In the world of Large Language Models (LLMs), the context window acts like a spotlight on a conversation. It defines the amount of text the LLM can consider when generating a response.

What is context window?

The context window is essentially a limited history that the LLM uses to understand the current prompt or question.
Imagine you're reading a book but with a small window that only shows a few sentences at a time. As you move forward, previous sentences disappear, replaced by new ones. That's similar to how context windows function in LLMs.

Impact of Context Window Size

The size of the context window is crucial for an LLM's performance in several ways:
- Coherence and Relevance: Larger windows allow the LLM to consider more context, leading to more relevant and coherent responses.
- Memory and Processing: Bigger windows demand more processing power and memory.
- Task Performance: The optimal size depends on the specific task. For instance, summarizing a long document might require a larger window than completing a short sentence.

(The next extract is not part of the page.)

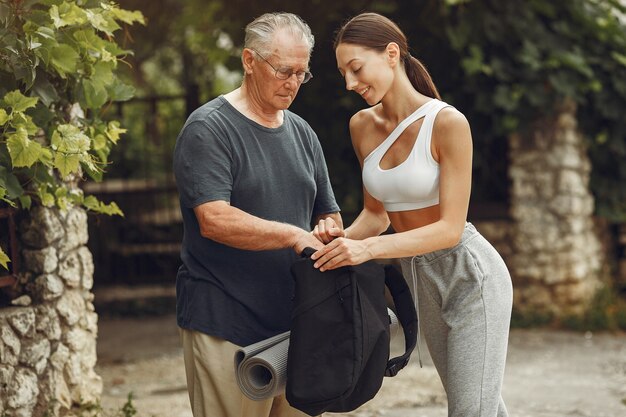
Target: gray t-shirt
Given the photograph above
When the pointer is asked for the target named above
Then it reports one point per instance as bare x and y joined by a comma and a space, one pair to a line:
272, 173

Understanding Context vs. Limits: Don't Get Confused by Tokens

Many mistake the number of tokens for a language model's ability to handle long text. Here's the key difference: Context tokens represent the model's memory, allowing it to remember past conversations for coherence (e.g., GPT-4 Turbo at 128K tokens). However, token limits restrict the total input and output length in one interaction (e.g., GPT-4 Turbo's limit is 4,096 tokens for response). So, a large context allows the model to follow complex discussions, but each interaction has a separate size limit.

You can read more details about this in this article.

OmniGPT's Context Window Sizes and Token Limits by each model

Model	Context Window Size	Token limits
GPT 3.5 Turbo	16K tokens	4K tokens
GPT 3.5 Turbo 16k	16K tokens	4K tokens
GPT 4	8K2 tokens	4K tokens
GPT 4 Turbo	128K tokens	4K tokens
Claude 2.0	100K tokens	4K tokens
Claude 2.1	200K tokens	4K tokens
Claude 3 Haiku	200K tokens	4K tokens
Claude 3 Sonnet	200K tokens	4K tokens
Claude 3 Opus	200K tokens	4K tokens
Perplexity 7B Online	4K tokens	4K tokens
Perplexity 70B Online	4K tokens	4K tokens
Llama 2 13B	4K tokens	4K tokens
Llama 2 70B	4K tokens	4K tokens
Llama 3 8B Instruct	16K tokens	16K tokens
Llama 3 70B Instruct	8.2K tokens	8.2K tokens
Gemini Pro 1.5	2.8M tokens	22.9K tokens
Mixtral 8x7B (instruct)	32.8K tokens	32.8K tokens
Mixtral 8x22B (base)	66K tokens	66K tokens
Mixtral 8x22B (instruct)	66K tokens	66K tokens

What can you do?

Even without knowing the exact size, you can still influence how LLMs leverage context:

Prompt Engineering: By carefully crafting prompts that provide relevant information and summarize key points, you can guide the LLM's attention within its context window.

We hope this explanation clarifies the concept of context windows in LLMs!